A customisable computational pipeline for understanding formability using virtual materials testingWednesday (06.11.2019) 09:55 - 10:15 Part of:
During forming processes of light alloys, the mechanical anisotropy evolves in a potentially complex way. Precisely understanding this evolution would enable manufacturers to gain confidence in the properties of their components. An important part of this understanding is the identification of the yield surface and how it evolves during deformation. To do this experimentally, the material would need to be subjected to an extensive testing regime in which arbitrary stress states are probed. A yield function could then be fit to the yield data at different yield points to provide a phenomenological model of the yield surface evolution. Such a testing programme is expensive and time-consuming and so, in recent years, so-called virtual materials testing has been developed, whereby the yield data is provided by simulation rather than experiment.

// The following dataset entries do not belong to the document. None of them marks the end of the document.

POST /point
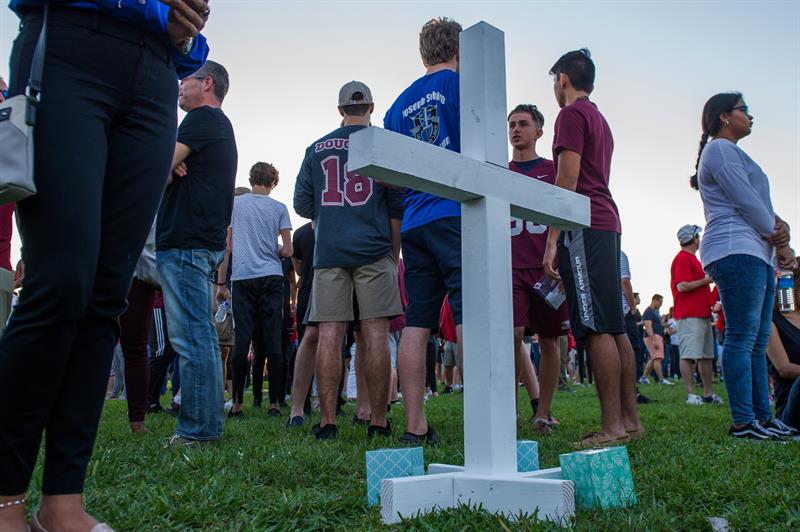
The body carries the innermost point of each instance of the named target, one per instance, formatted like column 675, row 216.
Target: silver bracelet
column 16, row 502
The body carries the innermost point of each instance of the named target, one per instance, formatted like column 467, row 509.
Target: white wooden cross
column 489, row 193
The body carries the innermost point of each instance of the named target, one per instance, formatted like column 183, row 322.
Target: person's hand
column 780, row 237
column 180, row 170
column 549, row 262
column 186, row 19
column 223, row 294
column 786, row 258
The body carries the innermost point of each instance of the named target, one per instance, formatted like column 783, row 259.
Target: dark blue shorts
column 432, row 257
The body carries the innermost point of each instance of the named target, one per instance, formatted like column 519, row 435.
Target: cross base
column 448, row 486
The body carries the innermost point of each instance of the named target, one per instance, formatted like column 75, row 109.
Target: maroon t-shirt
column 528, row 239
column 581, row 128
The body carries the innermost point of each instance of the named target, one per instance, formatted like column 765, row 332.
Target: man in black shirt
column 190, row 245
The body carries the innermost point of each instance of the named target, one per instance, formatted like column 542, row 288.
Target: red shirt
column 528, row 239
column 582, row 129
column 447, row 327
column 694, row 304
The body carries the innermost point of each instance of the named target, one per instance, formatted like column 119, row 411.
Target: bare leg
column 687, row 374
column 362, row 375
column 411, row 372
column 627, row 358
column 607, row 371
column 706, row 367
column 378, row 367
column 549, row 368
column 304, row 369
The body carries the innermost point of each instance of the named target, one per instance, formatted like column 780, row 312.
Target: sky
column 657, row 64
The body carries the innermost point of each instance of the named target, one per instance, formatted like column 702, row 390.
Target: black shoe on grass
column 328, row 432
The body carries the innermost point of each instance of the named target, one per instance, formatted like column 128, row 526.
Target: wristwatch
column 186, row 46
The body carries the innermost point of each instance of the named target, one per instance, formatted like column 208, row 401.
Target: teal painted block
column 602, row 478
column 391, row 463
column 527, row 456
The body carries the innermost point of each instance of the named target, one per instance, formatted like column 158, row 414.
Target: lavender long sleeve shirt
column 738, row 209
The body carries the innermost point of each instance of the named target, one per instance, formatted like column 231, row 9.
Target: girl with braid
column 741, row 242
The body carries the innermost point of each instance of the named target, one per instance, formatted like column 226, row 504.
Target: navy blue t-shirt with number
column 428, row 110
column 653, row 315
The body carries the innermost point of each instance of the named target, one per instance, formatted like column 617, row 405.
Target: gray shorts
column 695, row 338
column 452, row 356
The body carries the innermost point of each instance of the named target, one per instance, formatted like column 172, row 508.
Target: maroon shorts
column 531, row 310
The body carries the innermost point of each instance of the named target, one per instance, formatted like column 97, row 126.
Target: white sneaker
column 693, row 399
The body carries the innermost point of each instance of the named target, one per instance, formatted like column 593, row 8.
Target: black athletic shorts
column 432, row 259
column 588, row 261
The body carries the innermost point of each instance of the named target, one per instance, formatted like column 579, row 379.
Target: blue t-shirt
column 429, row 111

Full-field crystal plasticity models, using either a finite element method or a fast Fourier transform method can be used for this purpose and such methods explicitly account for the effects of microstructure, which have been shown to be crucial for determination of the evolving anisotropy. However, these methods are computationally expensive, and their use intractable for the simulation of lab-scale components. On the other hand, cheaper phenomenological models can be calibrated using full-field models.
In this work, we developed a customisable pipeline for virtual materials testing that enables us to gain insight into which computationally cheaper models may be employed without loss of accuracy. We focus on identifying which, from a range of models (from Taylor models to full field crystal plasticity simulations), offer the best trade-off between accuracy and computational expense. We demonstrate this pipeline with Surfalex (AA6016A), which has been developed specifically to exhibit high formability, and is designed for use as skin in automotive applications. For calibration and comparison, we undertook a comprehensive experimental characterisation of the material, including uniaxial tensile tests with digital image correlation and electron backscatter diffraction analyses. We developed this work openly and aim for it to be beneficial to other researchers interested in efficient virtual materials testing.